Arıtma sularının içindeki tehlike konusunda uzmanlar süregelen açıklamalarını yineledi. Doç. Dr. Mustafa Erbaş, arıtma sistemlerinin filtrelerinin tuz ile yıkanmasının suyun tuzlanmasına neden olduğunu belirterek, özellikle sodyumlu hale gelen suyun hipertansiyon riskini artırdığını dile getirdi
Akdeniz Üniversitesi Mühendislik Fakültesi Gıda Mühendisliği Bölümü Öğretim Üyesi Doç. Dr. Mustafa Erbaş, arıtma sistemlerinin filtrelerinin sodyum klorür (tuz) ile yıkanmasının suyun tuzlanmasına neden olduğunu belirterek, "Özellikle sodyumlu hale gelen su, hipertansiyon riskini artıran nedenlerden biri" dedi.
Erbaş, yaptığı açıklamada, insanların günlük mineral ihtiyacının yüzde 10'unu içme suyundan karşıladığını belirtti.
Hazır satılan suların mineral oranının yok denecek kadar az olduğunu anlatan Erbaş, damacana su kullanan bir kişinin sudan alabileceği günlük mineral ihtiyacının yüzde 1'ini bile almasının mümkün olamayabileceğini ifade etti.
Çeşme suyu kullanımının bu yüzden önemli olduğunu ancak bu durumda başka risklerin bulunduğuna işaret eden Erbaş, "İçme suyu olarak hazır sular içilebilir ama yemek ve çay hazırlama gibi ihtiyaçlarda çeşme suları tercih edilebilir" diye konuştu.
"KİREÇ ARITILIRKEN MİNERALLER DE ARITILIYOR"Erbaş, arıtma sistemlerinde de bazı sıkıntıların olduğunu vurgulayarak, özellikle vücudun kalsiyum ve magnezyum ihtiyacının, arıtma sistemlerinde bu minerallerin de tutulması nedeniyle karşılanamayabileceğini söyledi.
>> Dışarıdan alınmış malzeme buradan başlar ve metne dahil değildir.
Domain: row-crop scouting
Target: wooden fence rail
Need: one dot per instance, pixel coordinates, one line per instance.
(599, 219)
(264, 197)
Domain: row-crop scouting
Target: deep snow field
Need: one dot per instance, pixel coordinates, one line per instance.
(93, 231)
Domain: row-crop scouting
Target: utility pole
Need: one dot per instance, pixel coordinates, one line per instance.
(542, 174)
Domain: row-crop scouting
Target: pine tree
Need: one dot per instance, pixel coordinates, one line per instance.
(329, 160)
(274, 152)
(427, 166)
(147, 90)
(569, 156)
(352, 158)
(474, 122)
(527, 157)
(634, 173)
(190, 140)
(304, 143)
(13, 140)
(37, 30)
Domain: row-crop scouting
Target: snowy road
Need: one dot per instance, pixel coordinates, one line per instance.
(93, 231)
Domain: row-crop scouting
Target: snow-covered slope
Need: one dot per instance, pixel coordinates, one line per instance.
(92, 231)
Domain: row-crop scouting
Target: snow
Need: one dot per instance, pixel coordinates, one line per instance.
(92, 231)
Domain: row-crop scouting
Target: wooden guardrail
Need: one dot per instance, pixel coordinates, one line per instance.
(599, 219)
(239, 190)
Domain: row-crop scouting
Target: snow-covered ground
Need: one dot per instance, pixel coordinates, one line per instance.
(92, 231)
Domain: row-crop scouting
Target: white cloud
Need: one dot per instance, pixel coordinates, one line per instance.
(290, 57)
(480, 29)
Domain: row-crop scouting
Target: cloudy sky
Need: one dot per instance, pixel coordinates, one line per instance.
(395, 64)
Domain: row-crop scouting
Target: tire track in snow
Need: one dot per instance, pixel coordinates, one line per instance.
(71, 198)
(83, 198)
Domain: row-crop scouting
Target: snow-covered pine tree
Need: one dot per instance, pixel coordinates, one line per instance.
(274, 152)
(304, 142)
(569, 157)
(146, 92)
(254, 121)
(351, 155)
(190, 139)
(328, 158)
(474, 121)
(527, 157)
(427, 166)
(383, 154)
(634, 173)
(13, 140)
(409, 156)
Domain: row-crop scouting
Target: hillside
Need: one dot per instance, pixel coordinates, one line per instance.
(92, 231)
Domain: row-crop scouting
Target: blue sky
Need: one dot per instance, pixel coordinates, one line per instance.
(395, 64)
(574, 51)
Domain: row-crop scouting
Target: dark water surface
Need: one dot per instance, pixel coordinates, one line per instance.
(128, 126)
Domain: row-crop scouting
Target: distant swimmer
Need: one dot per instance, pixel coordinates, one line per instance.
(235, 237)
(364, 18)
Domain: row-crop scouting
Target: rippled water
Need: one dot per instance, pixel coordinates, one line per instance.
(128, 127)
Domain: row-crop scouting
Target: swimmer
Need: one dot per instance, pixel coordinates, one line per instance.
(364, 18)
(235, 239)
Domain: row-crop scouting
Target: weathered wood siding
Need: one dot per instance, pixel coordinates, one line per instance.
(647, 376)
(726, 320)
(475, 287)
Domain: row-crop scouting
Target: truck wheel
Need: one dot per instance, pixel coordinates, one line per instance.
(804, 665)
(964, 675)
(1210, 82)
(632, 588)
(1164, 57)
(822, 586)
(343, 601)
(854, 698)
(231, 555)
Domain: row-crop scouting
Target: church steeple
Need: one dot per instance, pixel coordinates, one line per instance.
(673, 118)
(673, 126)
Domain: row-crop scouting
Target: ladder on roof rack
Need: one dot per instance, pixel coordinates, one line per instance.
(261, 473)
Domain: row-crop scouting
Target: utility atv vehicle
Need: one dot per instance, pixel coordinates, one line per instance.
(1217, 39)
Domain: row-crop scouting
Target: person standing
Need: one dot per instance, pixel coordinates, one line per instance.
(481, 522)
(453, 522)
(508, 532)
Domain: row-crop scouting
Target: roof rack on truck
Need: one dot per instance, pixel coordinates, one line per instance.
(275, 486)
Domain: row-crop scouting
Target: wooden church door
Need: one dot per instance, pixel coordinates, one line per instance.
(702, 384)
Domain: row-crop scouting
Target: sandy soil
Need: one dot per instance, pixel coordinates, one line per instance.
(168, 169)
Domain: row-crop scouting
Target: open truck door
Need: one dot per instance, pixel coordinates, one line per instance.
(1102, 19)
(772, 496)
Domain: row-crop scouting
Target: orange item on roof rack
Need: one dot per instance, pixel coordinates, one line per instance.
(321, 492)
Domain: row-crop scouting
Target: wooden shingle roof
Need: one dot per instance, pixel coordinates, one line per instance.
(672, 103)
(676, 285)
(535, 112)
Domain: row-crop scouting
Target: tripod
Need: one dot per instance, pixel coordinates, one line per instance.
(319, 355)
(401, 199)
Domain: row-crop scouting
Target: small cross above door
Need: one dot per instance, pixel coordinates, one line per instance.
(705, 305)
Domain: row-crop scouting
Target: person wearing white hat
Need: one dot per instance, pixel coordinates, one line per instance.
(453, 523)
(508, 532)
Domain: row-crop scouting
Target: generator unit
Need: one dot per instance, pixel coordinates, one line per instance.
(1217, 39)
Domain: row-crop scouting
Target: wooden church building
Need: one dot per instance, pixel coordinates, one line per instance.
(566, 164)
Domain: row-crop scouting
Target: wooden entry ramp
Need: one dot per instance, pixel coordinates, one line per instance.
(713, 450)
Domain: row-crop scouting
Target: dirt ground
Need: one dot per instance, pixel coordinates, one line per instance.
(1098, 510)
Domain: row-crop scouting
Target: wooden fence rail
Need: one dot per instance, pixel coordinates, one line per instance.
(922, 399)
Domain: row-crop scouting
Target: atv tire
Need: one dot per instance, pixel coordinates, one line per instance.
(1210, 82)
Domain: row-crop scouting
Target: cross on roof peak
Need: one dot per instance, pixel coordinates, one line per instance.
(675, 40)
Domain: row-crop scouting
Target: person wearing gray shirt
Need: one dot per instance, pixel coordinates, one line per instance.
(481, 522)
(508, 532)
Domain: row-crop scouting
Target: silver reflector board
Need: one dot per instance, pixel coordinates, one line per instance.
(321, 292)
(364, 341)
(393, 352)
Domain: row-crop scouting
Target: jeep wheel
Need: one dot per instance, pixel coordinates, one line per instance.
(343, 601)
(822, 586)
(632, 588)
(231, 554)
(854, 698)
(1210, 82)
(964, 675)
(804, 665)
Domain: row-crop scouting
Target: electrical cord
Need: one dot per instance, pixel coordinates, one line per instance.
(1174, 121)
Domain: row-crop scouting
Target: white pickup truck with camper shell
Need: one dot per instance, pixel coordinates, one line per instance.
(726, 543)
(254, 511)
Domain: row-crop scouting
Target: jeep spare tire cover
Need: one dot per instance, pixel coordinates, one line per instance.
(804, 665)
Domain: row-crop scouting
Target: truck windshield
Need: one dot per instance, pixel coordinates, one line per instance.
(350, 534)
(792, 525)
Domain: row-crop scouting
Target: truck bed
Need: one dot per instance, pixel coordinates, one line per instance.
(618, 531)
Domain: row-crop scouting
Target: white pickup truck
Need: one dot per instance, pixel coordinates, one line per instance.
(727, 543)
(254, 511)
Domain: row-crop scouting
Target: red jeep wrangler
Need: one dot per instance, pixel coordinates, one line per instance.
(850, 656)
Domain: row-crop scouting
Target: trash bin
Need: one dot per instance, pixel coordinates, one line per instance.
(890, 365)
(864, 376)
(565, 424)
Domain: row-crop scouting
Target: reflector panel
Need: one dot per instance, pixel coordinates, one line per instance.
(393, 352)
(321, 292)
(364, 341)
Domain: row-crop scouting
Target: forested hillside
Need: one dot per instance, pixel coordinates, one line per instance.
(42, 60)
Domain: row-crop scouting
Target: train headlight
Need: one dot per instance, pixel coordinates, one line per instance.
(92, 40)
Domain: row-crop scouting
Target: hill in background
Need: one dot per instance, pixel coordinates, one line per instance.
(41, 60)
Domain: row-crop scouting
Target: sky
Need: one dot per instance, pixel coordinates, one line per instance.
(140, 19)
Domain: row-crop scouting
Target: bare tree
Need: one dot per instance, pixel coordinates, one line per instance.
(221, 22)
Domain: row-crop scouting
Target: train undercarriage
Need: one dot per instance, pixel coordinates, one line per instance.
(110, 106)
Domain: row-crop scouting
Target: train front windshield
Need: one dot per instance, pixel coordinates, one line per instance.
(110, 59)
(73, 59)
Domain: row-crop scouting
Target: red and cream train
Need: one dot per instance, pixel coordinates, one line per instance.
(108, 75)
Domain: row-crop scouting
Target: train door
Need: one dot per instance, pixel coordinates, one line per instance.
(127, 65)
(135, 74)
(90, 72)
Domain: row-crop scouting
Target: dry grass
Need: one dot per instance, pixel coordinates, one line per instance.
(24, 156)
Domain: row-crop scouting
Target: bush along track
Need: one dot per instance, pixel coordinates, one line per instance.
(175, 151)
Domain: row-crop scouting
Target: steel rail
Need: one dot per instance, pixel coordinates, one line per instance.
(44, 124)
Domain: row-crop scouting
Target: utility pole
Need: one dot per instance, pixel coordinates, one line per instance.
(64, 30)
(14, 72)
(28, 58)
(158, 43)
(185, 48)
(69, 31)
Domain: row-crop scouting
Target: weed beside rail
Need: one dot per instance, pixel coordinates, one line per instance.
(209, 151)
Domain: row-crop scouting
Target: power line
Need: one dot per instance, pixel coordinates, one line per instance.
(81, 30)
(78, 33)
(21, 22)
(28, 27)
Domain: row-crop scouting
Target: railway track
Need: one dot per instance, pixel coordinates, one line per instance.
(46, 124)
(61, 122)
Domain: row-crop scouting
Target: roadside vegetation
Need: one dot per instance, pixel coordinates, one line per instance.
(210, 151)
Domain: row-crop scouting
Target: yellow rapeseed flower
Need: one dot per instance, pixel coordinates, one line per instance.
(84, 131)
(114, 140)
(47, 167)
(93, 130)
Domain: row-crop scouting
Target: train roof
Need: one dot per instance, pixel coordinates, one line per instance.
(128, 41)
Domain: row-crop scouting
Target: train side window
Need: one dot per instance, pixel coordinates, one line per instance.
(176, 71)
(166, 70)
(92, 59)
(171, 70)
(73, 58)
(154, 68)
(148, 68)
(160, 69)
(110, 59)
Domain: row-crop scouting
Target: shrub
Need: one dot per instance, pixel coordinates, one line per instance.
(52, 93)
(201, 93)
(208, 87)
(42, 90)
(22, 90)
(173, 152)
Temel olarak iki farklı arıtma sisteminin bulunduğunu anlatan Erbaş, şöyle devam etti:
"Biri reçinelerle diğeri ise ozmoz (Yalnızca su molekülünün geçebildiği) filtrelerle arıtma işlemini gerçekleştiriyor. Reçinelerde, aktif uçlar kalsiyumları tutuyor ve su minerallerinden arınıyor. Böylece içtiğimiz su kalsiyumdan ve başkaca bazı minerallerden arınmış olarak bardağımıza geliyor. Bununla ilgili başka bir risk de zamanla kalsiyum tutmaz hale gelen reçinelerin yıkanma aşaması. Arıtma sistemlerinin filtreleri sodyum klorür yani tuz ile yıkandığı için suyun tuzlanmasına sebep oluyor. Özellikle sodyumlu hale gelen su, hipertansiyon riskini artıran nedenlerden biri. Bunu bazen kullanan kişiler de suyun tadından ve kayganlığından fark edebilmektedir. Genellikle ilk temizlik işleminin ardından gelen ilk sularda tuz tadı hissedilebilmektedir."